Gay Rights vs Religious Rights

As I write, we are hours away from SCOTUS reviewing a case to determine whether a baker can refuse to serve gays based on the baker's religious beliefs. And I can say with absolute conviction that IF the justices are honest brokers and protectors of the Constitution, they MUST find in favor of the baker (though I seriously doubt if the liberals on the court would agree).
Here it is in a nutshell...

The right to not be discriminated against is a right provided by the laws of Man. But according to the Constitution, the Right to free exercise of religion is a GOD-given right. And God's law supercedes Man's law, every time. Furthermore, the government has no right under the Constitution to dictate to a privately owned business who it can and cannot do business with. Think about this - if a government has the power to tell you who you can do business with, then they also have the power to tell you who you cannot do business with!

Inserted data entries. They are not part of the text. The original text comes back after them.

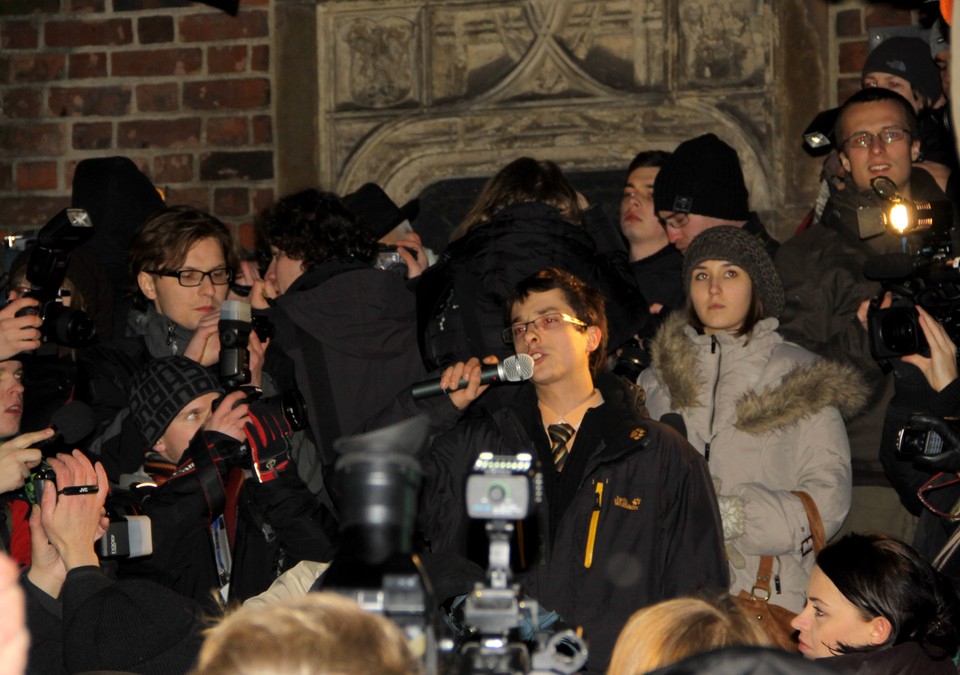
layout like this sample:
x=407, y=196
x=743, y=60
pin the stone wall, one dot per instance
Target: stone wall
x=227, y=112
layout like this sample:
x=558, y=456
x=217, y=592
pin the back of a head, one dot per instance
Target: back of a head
x=316, y=634
x=882, y=576
x=315, y=226
x=672, y=630
x=523, y=180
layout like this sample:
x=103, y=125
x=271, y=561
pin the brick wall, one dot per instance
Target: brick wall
x=181, y=88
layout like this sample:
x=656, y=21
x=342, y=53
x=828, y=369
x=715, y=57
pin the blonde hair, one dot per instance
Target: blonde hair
x=317, y=634
x=672, y=630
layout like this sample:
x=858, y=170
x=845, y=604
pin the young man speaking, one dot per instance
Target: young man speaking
x=630, y=512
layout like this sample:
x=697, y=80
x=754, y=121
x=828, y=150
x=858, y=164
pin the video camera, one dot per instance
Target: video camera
x=46, y=271
x=928, y=278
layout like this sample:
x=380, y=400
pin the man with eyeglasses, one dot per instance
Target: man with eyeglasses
x=702, y=186
x=827, y=295
x=182, y=262
x=629, y=516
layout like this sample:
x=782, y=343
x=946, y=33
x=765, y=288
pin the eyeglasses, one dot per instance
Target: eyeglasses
x=190, y=278
x=677, y=221
x=865, y=139
x=544, y=323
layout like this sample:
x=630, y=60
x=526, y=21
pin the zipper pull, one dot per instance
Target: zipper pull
x=594, y=520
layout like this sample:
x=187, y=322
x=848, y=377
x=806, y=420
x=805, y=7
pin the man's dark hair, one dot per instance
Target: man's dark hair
x=872, y=95
x=648, y=158
x=586, y=302
x=314, y=227
x=165, y=239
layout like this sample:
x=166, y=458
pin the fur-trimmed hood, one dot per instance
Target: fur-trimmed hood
x=782, y=398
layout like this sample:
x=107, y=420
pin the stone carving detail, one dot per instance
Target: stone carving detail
x=723, y=42
x=381, y=53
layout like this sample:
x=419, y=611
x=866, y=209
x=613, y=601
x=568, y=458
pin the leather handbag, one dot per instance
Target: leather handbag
x=773, y=619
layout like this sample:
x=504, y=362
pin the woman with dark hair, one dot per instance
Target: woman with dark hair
x=874, y=605
x=528, y=217
x=765, y=413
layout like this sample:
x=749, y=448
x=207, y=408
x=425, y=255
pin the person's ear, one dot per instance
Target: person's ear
x=146, y=284
x=880, y=630
x=593, y=338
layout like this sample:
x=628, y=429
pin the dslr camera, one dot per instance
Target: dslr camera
x=46, y=271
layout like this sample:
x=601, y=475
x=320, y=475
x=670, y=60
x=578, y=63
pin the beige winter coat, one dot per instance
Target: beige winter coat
x=767, y=415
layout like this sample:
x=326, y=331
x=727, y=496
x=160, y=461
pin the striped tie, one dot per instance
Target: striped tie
x=560, y=434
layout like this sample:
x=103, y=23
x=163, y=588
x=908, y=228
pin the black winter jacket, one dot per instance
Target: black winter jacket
x=657, y=532
x=460, y=299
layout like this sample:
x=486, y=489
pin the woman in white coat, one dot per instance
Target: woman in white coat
x=765, y=413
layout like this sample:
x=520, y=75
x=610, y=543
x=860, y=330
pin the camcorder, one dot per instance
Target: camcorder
x=928, y=278
x=46, y=271
x=378, y=477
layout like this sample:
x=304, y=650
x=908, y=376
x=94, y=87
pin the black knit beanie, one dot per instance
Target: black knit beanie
x=703, y=176
x=162, y=388
x=735, y=245
x=908, y=58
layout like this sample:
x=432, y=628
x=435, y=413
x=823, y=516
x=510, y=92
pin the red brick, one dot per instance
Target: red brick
x=884, y=15
x=849, y=23
x=6, y=177
x=159, y=133
x=16, y=34
x=260, y=58
x=158, y=97
x=23, y=104
x=173, y=169
x=88, y=33
x=28, y=211
x=216, y=27
x=228, y=131
x=226, y=94
x=262, y=129
x=847, y=87
x=87, y=101
x=198, y=198
x=851, y=56
x=251, y=165
x=32, y=140
x=154, y=29
x=36, y=176
x=92, y=135
x=90, y=64
x=231, y=202
x=246, y=236
x=84, y=5
x=36, y=68
x=141, y=63
x=232, y=59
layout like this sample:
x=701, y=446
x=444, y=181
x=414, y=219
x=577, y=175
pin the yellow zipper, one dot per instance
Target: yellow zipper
x=594, y=519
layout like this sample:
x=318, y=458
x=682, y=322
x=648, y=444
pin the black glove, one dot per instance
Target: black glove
x=268, y=437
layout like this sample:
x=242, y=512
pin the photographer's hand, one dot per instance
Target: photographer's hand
x=18, y=333
x=204, y=345
x=229, y=418
x=469, y=371
x=940, y=368
x=73, y=521
x=17, y=458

The First Amendment is very clear - every person has an inalienable right to the free EXERCISE of religion. Not just the freedom to believe, but the freedom to exercise it in every aspect of your life. Ergo, if your religion says homosexuality is a sin, then that is a tenet of that religion, and the follower must live accordingly. And if, as is the case in Christianity, the religion declares that you are just as guilty of the sin as is the actual sinner if you do anything to condone it OR if you fail to oppose it, then the free exercise of that religion would require the baker to refuse to bake a cake for gays if it is specific to them.

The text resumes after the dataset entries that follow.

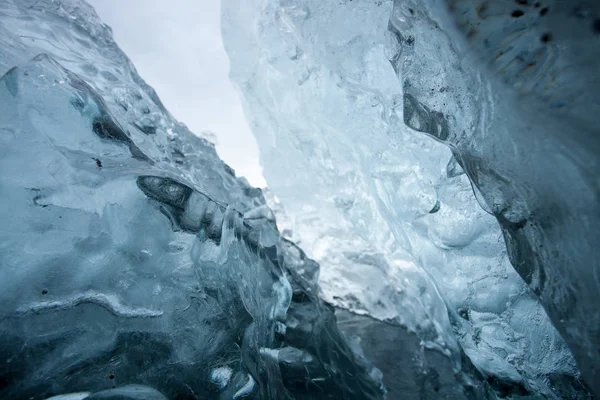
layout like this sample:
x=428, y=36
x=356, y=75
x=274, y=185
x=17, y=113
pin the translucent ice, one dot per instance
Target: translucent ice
x=389, y=144
x=133, y=263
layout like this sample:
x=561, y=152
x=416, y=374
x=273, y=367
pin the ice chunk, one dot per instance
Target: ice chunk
x=376, y=121
x=129, y=252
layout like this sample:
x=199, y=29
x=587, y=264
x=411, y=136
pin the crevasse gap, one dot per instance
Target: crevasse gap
x=135, y=265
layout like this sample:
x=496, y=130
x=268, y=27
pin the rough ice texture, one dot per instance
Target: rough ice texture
x=133, y=263
x=393, y=132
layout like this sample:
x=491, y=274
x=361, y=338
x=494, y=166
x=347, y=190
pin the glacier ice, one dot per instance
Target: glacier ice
x=393, y=132
x=133, y=263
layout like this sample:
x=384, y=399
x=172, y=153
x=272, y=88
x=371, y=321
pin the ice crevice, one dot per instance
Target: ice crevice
x=428, y=231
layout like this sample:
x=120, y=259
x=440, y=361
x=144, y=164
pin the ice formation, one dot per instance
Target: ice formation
x=389, y=130
x=135, y=265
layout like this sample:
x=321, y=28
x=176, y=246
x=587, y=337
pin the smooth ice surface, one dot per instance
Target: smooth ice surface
x=133, y=263
x=391, y=147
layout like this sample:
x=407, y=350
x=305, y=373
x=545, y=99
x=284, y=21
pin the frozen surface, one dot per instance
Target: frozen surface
x=418, y=148
x=133, y=263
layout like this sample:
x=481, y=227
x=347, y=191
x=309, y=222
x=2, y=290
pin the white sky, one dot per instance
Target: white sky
x=176, y=47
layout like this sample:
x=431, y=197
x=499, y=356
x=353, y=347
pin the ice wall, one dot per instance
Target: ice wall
x=133, y=263
x=388, y=140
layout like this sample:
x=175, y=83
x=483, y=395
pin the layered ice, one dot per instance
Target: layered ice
x=419, y=148
x=133, y=263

In short, no government has any right, legal or moral, to force someone to violate their religious beliefs. In this case, the man-made right of gays cannot supercede the God-given right of the business owner.

It should be noted that the baker in question is not refusing to sell a cake to gays, or refusing to do business with them - they are still free to buy any other cake in the shop and decorate it themselves. He is only refusing to CREATE a SPECIAL cake for a gay marriage - something he cannot support, and cannot be forced to support by government decree without violating the bakers First Amendment right.

Even without the First Amendment, the first official document that formed our Republic, the Declaration of Independence, makes it clearer still. It states, "...that [we] are endowed by the Creator with certain inalienable rights, that among these are Life, Liberty and the Pursuit of Happiness." In other words, the right to choose our own path - a path that makes us happy - is a God-given right that no man or government has any right to infringe.

Personally, I couldn't care less if gays marry, or if a man wants to become a woman. And my Bible says homosexuality is an "abomination", not a sin. And the definition of "abomination" is simply that it is not normal or natural, just as a two-headed calf is an abomination. But that calf has not sinned.

But I DO care when anyone uses the power of the government to force others to join them in their choices, thereby violating the rights of others. Certainly, gays have the same rights as the rest of us, but no one has a right to violate the rights of others.

And that is why the Supreme Court of the United States should clearly find in favor of the baker - that the baker cannot refuse to do business with anyone based on sexual orientation, but shall not be required to violate their religious beliefs by creating a special piece specific to them. There are other bakes, some without such religious convictions.